What led to the GST demands
The controversy stems from adjudication orders issued by the Additional Commissioner of Central GST and Central Excise, Palghar Commissionerate, which upheld GST demands related to co-insurance premiums and ceding commissions in reinsurance agreements.
The tax authority asserts that these transactions constitute independent taxable supplies under GST, necessitating the imposition of tax along with interest and penalties. In contrast, insurers have consistently argued that co-insurance and reinsurance are essential risk-sharing mechanisms within the insurance framework and do not represent a separate supply of services subject to GST.
The demands encompass several assessment periods and total over ₹10,000 crore, marking one of the most significant GST disputes encountered by the insurance industry since the tax was introduced.
Circulars and GST Council decisions central to the case
Representing the insurers, senior advocates Arvind Datar and Rohan Shah contended that the disputed demands are fundamentally in conflict with binding circulars issued by the Central Board of Indirect Taxes and Customs (CBIC) on October 11, 2024, and January 28, 2025.
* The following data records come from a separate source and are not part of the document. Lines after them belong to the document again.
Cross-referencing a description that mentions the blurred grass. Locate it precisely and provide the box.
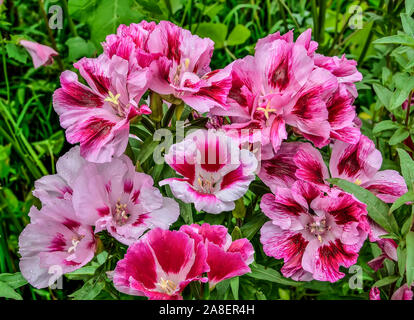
[0,0,404,299]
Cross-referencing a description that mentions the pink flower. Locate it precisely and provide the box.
[369,287,381,300]
[391,283,413,300]
[33,146,87,204]
[160,130,258,213]
[113,228,209,300]
[260,181,369,282]
[19,40,58,69]
[368,219,398,271]
[19,201,96,288]
[102,20,159,68]
[53,54,148,162]
[259,135,407,203]
[180,223,254,288]
[147,21,231,113]
[329,135,407,203]
[73,152,179,245]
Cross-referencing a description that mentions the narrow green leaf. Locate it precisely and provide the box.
[0,281,23,300]
[372,120,398,134]
[390,191,414,213]
[230,277,239,300]
[226,24,250,46]
[0,272,27,289]
[406,231,414,287]
[247,264,303,287]
[329,178,398,234]
[372,275,400,288]
[397,149,414,191]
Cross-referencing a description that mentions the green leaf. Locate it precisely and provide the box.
[232,198,246,219]
[241,215,266,240]
[373,83,392,109]
[372,120,398,134]
[226,24,251,46]
[6,43,27,63]
[390,191,414,213]
[65,37,96,61]
[406,231,414,287]
[0,272,27,289]
[231,226,243,241]
[388,128,410,146]
[135,136,160,165]
[401,207,414,235]
[401,13,414,37]
[0,144,11,179]
[176,199,193,224]
[247,264,303,287]
[329,178,398,234]
[69,278,105,300]
[196,22,227,49]
[405,0,414,16]
[397,148,414,191]
[230,277,239,300]
[397,245,407,277]
[373,34,414,46]
[0,281,23,300]
[87,0,144,48]
[372,275,400,288]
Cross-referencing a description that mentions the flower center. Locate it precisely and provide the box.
[114,200,129,226]
[68,236,83,253]
[257,102,277,119]
[196,176,217,194]
[104,91,125,117]
[307,219,331,243]
[157,278,177,295]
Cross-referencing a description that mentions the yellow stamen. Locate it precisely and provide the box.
[257,102,277,119]
[184,58,190,69]
[104,91,121,106]
[158,278,177,295]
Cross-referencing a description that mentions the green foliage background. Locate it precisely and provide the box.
[0,0,414,299]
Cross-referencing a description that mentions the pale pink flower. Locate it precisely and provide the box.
[113,228,209,300]
[180,223,254,288]
[53,54,148,162]
[147,21,231,113]
[19,201,96,288]
[33,146,87,204]
[160,130,258,213]
[19,40,58,69]
[260,181,369,282]
[73,155,179,245]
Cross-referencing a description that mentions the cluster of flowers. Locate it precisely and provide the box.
[20,21,407,299]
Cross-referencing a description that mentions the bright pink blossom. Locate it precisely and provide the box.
[260,181,369,282]
[329,135,407,203]
[147,21,231,113]
[160,130,258,213]
[113,228,209,300]
[369,287,381,300]
[391,283,413,300]
[19,40,58,69]
[53,54,148,162]
[180,223,254,288]
[73,155,179,245]
[19,201,96,288]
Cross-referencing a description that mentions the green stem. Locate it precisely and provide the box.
[61,0,78,37]
[0,32,10,101]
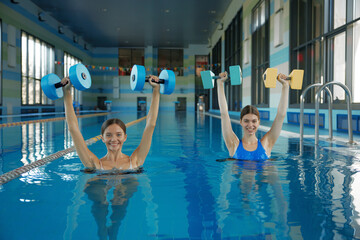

These circulars were issued following a GST Council decision that clarified that co-insurance premiums and ceding commissions are not liable for GST and aimed to resolve past disputes on an “as-is-where-is” basis. The circulars were intended to clarify long-existing interpretational discrepancies between the industry and tax authorities.
The petitioners also noted that in at least six analogous cases across Meerut, Delhi, Pune, and Mumbai, departmental authorities had already abandoned identical demands in accordance with the CBIC clarifications. Conversely, the adjudication orders being challenged adopted a completely contradictory stance, despite the existence of clear circular guidance.
Court’s insights and interim protection
Taking into account the arguments presented, the High Court noted that the GST Council has been included as a party to the proceedings, reflecting the significant institutional relevance of the issue. The bench instructed the Revenue to present records of cases where similar demands had been dismissed by GST authorities, as requested by the petitioners.
Upon hearing both sides, the court determined that ad-interim assistance was necessary. It ruled that “there shall be an ad-interim stay of the respective impugned orders, subject matter of each of the Writ Petitions until the adjourned hearing date.” The Revenue has been mandated to submit its reply affidavits by February 12, 2026.
Why this ruling is significant for the insurance sector
Tax experts indicate that the interim stay arrives at a crucial moment for the insurance sector, which has been confronting growing compliance uncertainties and potential cash flow challenges due to large disputed GST liabilities.
Amit Maheshwari, Managing Partner at AKM Global, stated that the High Court’s intervention underscores the authority of GST Council-backed clarifications.
“The ad-interim stay by the Bombay High Court presents timely relief from considerable GST demands that have obstructed industry operations,” he said.
“The GST Council had already made a clear recommendation on co-insurance premiums and ceding commissions, which was later implemented through CBIC circular clarifications. This order reinforces that such circular-based guidance should not be overlooked in assessment processes,” Maheshwari added.
He also pointed out the inconsistencies in departmental actions.
“The petitioners have highlighted that in numerous similar cases, the department itself dropped demands according to the circulars, while the impugned orders take a contradictory position. The stay will aid in maintaining cash flows and emphasizes the necessity for consistent application of the circular while the broader legal issues are under review,” he said.
The path forward
While the stay offers immediate relief, the ultimate outcome of the case will be closely monitored by insurers, reinsurers, and tax administrators alike. A conclusive ruling could definitively resolve the GST treatment of co-insurance and reinsurance transactions—an issue that has persisted for years and poses considerable financial risk for the industry.
For the time being, the Bombay High Court’s order grants insurers a vital reprieve, ensuring that recovery actions remain on hold as the larger legal questions are meticulously examined.